British Orchid Congress. 27.10.12.

I had a very welcomne opportunity to visit the British Orchid Congress Show over the weekend. This year it has been held at Writhlington School (who run a very remarkable orchid Project). The school halls and buildings were a very satisfactory location for the show, plenty of space, catering and other facilities, and good light.

The heart of the show was this central hall filled with stands from the various Orchid Societies attending.

The stand from Bournemouth and District Orchid Society was very striking, and the first one I saw at the entrance, filled with an astonishing selection of the members plants. It is good to see that orchids still prosper in Bournemouth and the town hasn't entirely slipped into the dribbling clutches of the frail and the toothless.

This was something I have never seen before. Bulbophyllum grandiflorum from someone in Sheffield and District Orchid Society. A very strange brown flower which was five or six inches long and well deserved the title 'grandiflorum'.

Masdevallia caudivolvula is much smaller. Gloria has great difficulty photographing Masdevallia, they are small and very three-dimensional which makes it difficult in poor light. I'm sure she won't mind me pointing out that some photographs are like her shortbread, they lack crispness. The curly 'tails' on this flower made things a little simpler.

A large number a nurseries had set up stands in four halls surrounding the main area. Crowds of wonderful blooms in peak condition. Crowds of people who are (for the most part) past their best.

This Dendrobium smilliae came from Ryanne Orchidees and was in perfect condition.
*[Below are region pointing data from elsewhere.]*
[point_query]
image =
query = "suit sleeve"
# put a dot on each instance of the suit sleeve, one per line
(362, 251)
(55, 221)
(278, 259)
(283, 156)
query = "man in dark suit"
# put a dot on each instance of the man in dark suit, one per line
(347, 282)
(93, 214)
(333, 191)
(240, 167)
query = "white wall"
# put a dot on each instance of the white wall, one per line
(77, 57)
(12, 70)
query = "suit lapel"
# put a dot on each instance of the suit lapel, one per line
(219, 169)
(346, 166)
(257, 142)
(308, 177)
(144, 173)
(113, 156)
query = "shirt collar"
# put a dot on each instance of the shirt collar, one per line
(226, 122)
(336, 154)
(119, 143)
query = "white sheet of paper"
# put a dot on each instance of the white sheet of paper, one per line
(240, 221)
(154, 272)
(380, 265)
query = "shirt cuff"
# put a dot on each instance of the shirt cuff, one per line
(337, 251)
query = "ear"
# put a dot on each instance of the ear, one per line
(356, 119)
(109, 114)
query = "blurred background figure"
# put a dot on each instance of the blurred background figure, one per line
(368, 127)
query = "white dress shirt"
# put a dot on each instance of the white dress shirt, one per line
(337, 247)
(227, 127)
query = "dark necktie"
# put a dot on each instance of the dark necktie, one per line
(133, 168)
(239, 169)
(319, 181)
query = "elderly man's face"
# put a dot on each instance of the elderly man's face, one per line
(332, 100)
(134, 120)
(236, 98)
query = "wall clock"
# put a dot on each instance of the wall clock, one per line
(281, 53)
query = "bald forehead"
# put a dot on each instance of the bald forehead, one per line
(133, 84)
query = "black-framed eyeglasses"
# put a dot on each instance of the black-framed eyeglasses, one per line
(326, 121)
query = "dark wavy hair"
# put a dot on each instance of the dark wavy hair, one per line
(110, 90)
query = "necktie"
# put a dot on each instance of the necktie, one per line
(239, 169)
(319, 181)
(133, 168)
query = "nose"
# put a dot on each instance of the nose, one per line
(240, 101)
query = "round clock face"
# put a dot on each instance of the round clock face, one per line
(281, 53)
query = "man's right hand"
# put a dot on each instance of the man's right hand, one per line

Pterostylis coccinea from Orchid Alchemy, who specialise in growing species from seed. I have only seen it once before, looking rather feeble compared with this magnificent plant. Gloria says that this is the face her cat makes when it is coughing up a fur-ball.

And finally a wonderful form of Vanda coerulea grown by someone from Thames Valley Orchid Society. I love the blue reticulated flowers of the usual form but this pure ice blue flower was rather special.
This was a great way to see a lot of unknown plants and visit a good range of nurseries in a day. Orchid growers really know how to put on a show (those who believe it should be done in a field of mud on a cold day - take note).